How does this compare with a generic tool like Antithesis? I recognize closed source money vs open source free but from a feature perspective would Antithesis be more effective at finding the issues since it’s not limited to stuff happening in the JVM / can test concurrency of more complicated network topologies between components?
AFAIK, Antithesis uses a hypervisor to achieve deterministic execution. This can be less effective because the hypervisor does not have language semantics and faces a larger search space.

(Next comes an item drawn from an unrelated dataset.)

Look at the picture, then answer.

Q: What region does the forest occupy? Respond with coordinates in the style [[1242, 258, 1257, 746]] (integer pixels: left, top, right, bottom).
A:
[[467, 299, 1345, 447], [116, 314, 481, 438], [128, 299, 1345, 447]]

You may check Figures 5 and 6 in our technical report[1], where we compare Fray against RR, a record and replay tool that can also be used for concurrency testing at OS level[2].
Antithesis is supposed to be quite a bit faster than rr chaos precisely because it’s a hypervisor vs rr which is trying to intercept syscalls which is notoriously slow, so comparing against rr per second feels like a bad proxy.
Unlike rr chaos, which I believe uses a random search without any knowledge of past runs, Antithesis is supposed to do a more targetted search through the orderings with understanding of history between runs, so the executions needed per bug similarly has rr as a bad proxy.
I’m also not sure I see how language semantics can be exploited when you’re interleaving based on different thread orderings. If I understand it correctly, Fray is also slightly more limited than something like Antithesis which can also test I/O failures and different I/O orderings in a distributed setting as well.